Apple reportedly rejecting coronavirus apps not developed by recognized institutions
In what appears to be a bid to halt the spread of misinformation, Apple is restricting distribution of apps related to COVID-19 to recognized health agencies and institutions, a report said Thursday.
While Apple has yet announce hard and fast App Store rules regarding apps that provide information about the coronavirus outbreak, four independent developers told CNBC that their software was rejected because it lacked backing from an official health agency or public entity.
Apple reportedly told one developer that all apps related to COVID-19 must be published by a health organization or government. Another developer received an email from Apple saying, "Apps with information about current medical information need to be submitted by a recognized institution."
Origin, and not content, appears to be a major deciding factor in Apple's decision making process. According to the report, some denied apps incorporated publicly available information from established sources like the World Health Organization (WHO). Citing a person familiar with the matter, the report says App Store editors are evaluating apps based on where a title's health data originates and whether the publishing developer is associated with a trusted organization.

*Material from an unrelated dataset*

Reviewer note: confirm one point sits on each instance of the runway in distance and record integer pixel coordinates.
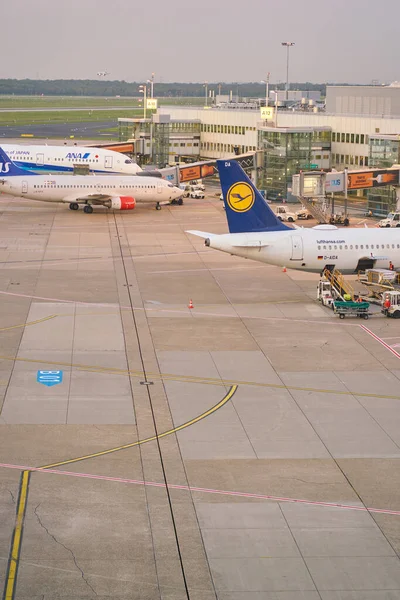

A keyword search of "coronavirus" currently delivers only a handful of pertinent results including an ad for The Epoch Times, a tracking app created by the Brazilian government and a free mobile resource developed by Unbound Medicine called "Relief Central." The "HealthLynked COVID-19 Tracker," which incorporates data from WHO, DXY, Worldometer and Johns Hopkins, is the top result for "COVID-19," followed by the aforementioned "Relief Central" app.
Developers who saw their apps rejected said Apple cited App Store guideline 5.2.1, which states "apps should be submitted by the person or legal entity that owns or has licensed the intellectual property and other relevant rights." Further, Apple on Wednesday updated its App Store rules to include a new policy, 5.1.1.ix, that requires apps associated with "highly-regulated" fields to be submitted by a "legal entity that provides the services, and not by an individual developer."
Apple's steps to limit the spread of misinformation on the App Store follows similar initiatives by Amazon, Google, Facebook and Twitter. For example, Google Play prohibits distribution of apps that "capitalize on a natural disaster," and searches for coronavirus-related titles yielded no results on Thursday. Facebook and Twitter have instituted blanket bans on misleading virus ads, while Amazon last week said it is monitoring its storefront for price gougers. The latter effort seems to be floundering, however, as numerous listings show grossly inflated prices for a variety of everyday items like hand sanitizers, Recode reports.